Sob o calor dos refletores do estúdio, a temperatura dentro da fantasia ia a 50 graus e fazia Nakajima despejar meio balde de suor por dia —tinha de ser reidratado a todo instante, por um canudinho introduzido num buraco da roupa. Só o esforço para rebocar o rabo do monstro era suficiente para deixá-lo moído ao fim de cada take.
Nos filmes, Godzilla pisava e arrasava maquetes de Tóquio, derrubava miniaturas de torres de eletricidade, levando os choques correspondentes, e enfrentava outros monstros do seu calibre, um deles, King Kong. Por causa disso, Nakajima sofreu queimaduras, quebrou costelas e destroncou braços. O que encerrou sua carreira, no entanto, foi a tecnologia. Com os novos recursos eletrônicos, já não era preciso fantasiar ninguém de Godzilla.
Mas Nakajima nunca abandonou o monstro. Levou o resto da vida fantasiado, fazendo aparições especiais em feiras, quermesses e, já que Godzilla não assustava mais ninguém, até em aniversários infantis.

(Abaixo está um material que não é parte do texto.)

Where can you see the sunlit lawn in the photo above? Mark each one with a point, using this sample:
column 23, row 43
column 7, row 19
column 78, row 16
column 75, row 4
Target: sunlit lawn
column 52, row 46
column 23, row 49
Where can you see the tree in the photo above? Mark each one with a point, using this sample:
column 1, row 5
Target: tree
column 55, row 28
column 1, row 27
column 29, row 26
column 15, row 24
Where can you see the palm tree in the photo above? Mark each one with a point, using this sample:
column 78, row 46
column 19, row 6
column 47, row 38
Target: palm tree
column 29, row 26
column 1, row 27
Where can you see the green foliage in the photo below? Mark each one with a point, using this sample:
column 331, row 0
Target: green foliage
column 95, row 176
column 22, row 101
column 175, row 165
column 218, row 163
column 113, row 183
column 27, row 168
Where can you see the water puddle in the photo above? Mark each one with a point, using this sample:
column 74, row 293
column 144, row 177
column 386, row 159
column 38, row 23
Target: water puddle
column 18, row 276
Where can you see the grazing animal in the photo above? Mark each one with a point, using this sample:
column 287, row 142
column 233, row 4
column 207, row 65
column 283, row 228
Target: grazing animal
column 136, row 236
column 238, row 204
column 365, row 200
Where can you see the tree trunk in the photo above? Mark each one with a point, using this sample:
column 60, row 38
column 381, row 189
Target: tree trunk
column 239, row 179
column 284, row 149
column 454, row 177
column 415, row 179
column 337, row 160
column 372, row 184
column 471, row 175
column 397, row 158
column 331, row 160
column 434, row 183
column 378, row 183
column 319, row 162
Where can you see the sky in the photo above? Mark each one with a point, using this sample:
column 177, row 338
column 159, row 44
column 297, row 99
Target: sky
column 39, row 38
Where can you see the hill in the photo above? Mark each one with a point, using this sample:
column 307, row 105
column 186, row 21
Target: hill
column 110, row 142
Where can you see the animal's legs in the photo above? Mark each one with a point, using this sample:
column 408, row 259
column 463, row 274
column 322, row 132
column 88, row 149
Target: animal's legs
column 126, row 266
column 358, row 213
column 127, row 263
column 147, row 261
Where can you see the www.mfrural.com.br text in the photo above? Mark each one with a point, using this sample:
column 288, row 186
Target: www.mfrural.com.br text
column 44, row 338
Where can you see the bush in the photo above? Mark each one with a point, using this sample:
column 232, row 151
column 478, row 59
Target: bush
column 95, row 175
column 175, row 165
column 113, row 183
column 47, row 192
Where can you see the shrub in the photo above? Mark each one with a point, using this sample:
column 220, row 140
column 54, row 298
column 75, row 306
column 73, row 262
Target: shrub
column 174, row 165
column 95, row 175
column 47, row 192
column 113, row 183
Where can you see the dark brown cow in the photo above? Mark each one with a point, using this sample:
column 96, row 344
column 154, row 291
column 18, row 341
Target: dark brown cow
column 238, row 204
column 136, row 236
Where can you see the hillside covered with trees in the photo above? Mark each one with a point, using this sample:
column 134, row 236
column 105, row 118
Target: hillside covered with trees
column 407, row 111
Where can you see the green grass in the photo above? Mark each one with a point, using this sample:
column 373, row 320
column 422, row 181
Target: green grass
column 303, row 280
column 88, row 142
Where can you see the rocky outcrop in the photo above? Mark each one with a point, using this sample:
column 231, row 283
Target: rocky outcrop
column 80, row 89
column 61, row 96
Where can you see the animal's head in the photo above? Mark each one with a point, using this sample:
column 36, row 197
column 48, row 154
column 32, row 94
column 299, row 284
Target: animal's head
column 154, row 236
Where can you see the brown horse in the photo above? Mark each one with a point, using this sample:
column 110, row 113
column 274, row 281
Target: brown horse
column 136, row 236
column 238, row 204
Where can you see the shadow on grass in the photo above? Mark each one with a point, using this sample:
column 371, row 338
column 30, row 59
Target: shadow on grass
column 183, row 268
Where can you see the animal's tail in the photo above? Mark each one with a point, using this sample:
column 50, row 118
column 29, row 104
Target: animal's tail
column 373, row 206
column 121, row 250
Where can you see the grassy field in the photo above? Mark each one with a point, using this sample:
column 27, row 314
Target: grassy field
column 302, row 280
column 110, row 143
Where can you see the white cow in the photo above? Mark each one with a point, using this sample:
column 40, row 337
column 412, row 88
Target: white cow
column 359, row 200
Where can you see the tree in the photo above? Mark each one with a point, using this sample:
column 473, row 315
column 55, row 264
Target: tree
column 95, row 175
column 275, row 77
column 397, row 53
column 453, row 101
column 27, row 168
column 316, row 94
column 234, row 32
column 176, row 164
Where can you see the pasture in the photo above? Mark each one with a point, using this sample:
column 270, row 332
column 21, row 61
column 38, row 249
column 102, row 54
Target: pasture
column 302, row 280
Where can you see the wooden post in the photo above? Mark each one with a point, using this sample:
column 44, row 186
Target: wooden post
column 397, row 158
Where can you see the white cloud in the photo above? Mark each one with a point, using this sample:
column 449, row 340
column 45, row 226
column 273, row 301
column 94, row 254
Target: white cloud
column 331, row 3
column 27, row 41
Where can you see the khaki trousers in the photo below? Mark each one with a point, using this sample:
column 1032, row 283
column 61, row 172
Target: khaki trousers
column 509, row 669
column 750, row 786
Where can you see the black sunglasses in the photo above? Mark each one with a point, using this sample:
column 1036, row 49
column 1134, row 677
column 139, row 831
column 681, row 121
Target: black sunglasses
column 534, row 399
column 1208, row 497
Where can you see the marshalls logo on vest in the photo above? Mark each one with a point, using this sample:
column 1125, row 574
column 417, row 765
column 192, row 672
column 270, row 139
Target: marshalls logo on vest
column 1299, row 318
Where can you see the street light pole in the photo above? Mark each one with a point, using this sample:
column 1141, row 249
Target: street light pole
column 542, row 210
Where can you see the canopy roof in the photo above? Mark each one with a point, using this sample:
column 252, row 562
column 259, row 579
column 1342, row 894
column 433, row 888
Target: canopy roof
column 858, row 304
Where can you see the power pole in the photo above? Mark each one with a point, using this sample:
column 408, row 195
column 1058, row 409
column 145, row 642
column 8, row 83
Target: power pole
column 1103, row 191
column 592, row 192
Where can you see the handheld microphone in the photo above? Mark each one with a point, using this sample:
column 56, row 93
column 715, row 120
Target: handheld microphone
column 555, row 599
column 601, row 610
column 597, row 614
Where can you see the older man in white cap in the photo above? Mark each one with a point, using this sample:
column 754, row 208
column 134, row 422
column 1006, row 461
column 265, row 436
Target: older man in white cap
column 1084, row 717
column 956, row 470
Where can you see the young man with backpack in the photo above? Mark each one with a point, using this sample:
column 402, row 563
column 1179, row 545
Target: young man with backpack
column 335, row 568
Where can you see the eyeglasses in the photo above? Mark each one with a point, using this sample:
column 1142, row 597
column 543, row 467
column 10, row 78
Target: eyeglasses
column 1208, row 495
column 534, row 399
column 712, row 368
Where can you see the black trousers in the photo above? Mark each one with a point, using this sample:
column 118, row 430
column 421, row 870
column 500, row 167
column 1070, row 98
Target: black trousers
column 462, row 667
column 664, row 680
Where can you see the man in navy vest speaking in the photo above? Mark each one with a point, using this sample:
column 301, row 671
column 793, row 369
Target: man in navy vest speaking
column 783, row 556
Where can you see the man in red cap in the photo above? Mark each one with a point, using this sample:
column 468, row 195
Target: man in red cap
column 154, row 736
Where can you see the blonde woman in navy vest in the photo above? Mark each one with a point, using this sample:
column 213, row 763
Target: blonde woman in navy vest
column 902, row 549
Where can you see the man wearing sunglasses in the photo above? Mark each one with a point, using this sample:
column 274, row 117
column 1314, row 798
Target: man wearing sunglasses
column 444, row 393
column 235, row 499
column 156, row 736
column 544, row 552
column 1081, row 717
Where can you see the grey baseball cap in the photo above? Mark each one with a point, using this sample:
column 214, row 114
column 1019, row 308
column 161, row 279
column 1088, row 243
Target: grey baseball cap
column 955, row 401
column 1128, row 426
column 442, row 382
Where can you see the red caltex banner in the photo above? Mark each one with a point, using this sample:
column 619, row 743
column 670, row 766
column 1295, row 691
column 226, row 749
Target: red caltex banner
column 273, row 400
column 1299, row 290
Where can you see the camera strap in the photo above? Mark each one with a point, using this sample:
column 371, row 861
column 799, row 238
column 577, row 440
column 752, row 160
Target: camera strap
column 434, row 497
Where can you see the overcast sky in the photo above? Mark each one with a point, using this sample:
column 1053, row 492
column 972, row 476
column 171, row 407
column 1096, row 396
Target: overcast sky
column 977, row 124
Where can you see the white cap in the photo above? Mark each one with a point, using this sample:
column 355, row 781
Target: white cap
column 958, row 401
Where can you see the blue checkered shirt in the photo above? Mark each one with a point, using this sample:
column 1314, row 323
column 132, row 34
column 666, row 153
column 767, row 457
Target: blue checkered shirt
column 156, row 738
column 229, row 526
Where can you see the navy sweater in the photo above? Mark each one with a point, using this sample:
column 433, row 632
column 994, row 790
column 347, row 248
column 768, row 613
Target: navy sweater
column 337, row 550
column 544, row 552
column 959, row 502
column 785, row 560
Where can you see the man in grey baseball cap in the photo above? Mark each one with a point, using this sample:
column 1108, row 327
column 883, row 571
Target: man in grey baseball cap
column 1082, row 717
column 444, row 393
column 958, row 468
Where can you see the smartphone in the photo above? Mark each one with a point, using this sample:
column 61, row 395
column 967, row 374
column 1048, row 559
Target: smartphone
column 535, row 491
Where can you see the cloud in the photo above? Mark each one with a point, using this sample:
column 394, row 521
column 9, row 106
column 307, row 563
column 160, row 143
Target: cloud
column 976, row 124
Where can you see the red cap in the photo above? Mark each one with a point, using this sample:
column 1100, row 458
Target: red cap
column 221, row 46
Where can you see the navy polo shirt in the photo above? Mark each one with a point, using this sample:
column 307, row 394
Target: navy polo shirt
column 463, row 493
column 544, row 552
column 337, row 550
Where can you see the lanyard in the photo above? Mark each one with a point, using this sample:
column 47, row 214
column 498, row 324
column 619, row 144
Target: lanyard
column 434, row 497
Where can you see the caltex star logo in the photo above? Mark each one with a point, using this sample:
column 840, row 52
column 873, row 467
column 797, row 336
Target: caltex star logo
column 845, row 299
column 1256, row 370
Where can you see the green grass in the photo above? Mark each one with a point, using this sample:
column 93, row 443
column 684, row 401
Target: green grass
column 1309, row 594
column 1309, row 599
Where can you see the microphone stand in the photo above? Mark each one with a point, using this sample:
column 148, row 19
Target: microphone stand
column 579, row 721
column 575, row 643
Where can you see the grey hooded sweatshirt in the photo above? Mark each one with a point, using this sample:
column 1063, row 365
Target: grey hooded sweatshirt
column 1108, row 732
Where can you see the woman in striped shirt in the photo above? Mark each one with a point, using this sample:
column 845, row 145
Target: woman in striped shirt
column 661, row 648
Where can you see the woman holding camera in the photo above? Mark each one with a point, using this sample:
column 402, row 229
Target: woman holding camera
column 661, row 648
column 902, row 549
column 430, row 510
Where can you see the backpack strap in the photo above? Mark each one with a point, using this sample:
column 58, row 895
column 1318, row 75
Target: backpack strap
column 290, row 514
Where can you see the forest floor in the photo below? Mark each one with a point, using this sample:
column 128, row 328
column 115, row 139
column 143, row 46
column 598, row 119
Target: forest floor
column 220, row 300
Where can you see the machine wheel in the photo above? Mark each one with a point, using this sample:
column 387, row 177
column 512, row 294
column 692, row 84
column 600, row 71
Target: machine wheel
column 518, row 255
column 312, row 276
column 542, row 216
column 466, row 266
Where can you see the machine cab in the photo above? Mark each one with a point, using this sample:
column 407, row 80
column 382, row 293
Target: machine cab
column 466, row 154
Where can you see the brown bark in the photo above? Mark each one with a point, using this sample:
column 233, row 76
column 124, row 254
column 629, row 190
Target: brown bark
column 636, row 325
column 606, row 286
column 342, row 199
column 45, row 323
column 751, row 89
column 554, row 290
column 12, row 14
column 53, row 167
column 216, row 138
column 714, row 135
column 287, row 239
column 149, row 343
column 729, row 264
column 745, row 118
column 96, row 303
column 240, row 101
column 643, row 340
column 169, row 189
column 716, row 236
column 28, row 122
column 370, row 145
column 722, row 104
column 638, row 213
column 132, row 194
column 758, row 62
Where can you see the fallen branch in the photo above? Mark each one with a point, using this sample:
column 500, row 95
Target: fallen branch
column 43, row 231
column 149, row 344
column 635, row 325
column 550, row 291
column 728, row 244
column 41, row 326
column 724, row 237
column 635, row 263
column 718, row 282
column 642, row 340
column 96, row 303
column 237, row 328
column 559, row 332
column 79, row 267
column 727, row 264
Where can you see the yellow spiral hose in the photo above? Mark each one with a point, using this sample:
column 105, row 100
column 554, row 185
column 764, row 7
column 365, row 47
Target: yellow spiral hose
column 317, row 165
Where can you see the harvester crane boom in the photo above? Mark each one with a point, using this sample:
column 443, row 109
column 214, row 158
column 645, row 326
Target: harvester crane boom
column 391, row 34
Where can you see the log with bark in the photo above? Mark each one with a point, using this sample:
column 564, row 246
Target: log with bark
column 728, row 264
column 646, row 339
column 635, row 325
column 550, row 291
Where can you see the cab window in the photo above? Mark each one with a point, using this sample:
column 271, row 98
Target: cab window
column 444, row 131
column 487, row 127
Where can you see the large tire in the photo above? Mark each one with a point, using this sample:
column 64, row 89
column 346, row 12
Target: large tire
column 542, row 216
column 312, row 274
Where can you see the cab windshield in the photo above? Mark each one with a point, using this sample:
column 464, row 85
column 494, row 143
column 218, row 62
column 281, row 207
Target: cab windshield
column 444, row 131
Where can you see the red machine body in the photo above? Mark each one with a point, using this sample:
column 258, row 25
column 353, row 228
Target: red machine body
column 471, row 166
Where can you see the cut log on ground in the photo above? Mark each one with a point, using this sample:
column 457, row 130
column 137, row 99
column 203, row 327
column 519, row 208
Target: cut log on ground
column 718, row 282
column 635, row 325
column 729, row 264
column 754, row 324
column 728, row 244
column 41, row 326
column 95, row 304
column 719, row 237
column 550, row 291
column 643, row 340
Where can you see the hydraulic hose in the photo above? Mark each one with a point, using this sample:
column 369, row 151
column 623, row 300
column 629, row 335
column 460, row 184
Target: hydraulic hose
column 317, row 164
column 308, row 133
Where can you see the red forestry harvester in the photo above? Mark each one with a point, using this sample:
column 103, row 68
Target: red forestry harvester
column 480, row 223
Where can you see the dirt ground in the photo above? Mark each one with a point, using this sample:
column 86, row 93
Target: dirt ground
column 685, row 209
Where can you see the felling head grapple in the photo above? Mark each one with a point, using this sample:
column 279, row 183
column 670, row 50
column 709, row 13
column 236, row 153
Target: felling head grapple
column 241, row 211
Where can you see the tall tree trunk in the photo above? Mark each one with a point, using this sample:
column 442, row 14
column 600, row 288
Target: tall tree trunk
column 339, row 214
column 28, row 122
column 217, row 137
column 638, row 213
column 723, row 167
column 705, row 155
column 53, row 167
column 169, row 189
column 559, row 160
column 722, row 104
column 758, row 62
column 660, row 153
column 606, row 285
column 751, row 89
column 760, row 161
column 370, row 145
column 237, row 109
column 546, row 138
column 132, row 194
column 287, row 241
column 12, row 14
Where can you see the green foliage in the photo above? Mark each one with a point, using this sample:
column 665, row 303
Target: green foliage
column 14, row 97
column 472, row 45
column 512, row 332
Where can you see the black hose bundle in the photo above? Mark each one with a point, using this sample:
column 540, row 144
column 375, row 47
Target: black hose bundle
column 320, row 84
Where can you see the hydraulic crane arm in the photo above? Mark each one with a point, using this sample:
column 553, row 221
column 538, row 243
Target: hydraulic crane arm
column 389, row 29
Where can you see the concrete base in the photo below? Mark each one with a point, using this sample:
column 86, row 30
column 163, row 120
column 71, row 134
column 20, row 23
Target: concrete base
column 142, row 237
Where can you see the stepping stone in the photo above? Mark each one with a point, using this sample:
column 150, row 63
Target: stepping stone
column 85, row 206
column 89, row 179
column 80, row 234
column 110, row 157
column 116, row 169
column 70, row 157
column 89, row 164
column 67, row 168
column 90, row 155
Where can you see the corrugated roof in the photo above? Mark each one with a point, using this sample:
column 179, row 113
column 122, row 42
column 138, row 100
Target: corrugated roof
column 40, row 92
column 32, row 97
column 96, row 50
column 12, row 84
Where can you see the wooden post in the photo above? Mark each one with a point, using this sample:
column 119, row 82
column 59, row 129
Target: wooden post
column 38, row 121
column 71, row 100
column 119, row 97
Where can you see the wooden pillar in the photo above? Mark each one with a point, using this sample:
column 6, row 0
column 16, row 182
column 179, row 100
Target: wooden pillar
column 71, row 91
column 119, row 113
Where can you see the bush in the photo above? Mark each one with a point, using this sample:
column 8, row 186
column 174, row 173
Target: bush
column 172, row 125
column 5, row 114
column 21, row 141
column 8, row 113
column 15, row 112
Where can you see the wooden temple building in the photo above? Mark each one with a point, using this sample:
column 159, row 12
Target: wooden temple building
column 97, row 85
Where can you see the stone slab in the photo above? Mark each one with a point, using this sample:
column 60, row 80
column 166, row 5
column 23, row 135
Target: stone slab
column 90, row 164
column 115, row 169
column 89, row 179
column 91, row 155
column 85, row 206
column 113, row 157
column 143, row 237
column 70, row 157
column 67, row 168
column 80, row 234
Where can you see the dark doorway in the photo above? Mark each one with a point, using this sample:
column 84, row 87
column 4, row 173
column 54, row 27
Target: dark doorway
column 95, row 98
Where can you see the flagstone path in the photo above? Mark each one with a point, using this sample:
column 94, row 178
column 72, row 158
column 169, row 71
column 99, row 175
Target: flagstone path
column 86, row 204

Isto não lhe lembra alguém? Lula. Está em caravana pelo país, arrastando sua fantasia de Godzilla, digo, Lula, por comícios para plateias de militantes profissionais. Joga para a galera, finge soltar fogo e enxofre pelas ventas e cospe marimbondos contra os que o processam. Como Godzilla, julga-se acima da lei. Mas, até para Lula, sua fantasia está cada vez mais difícil de carregar.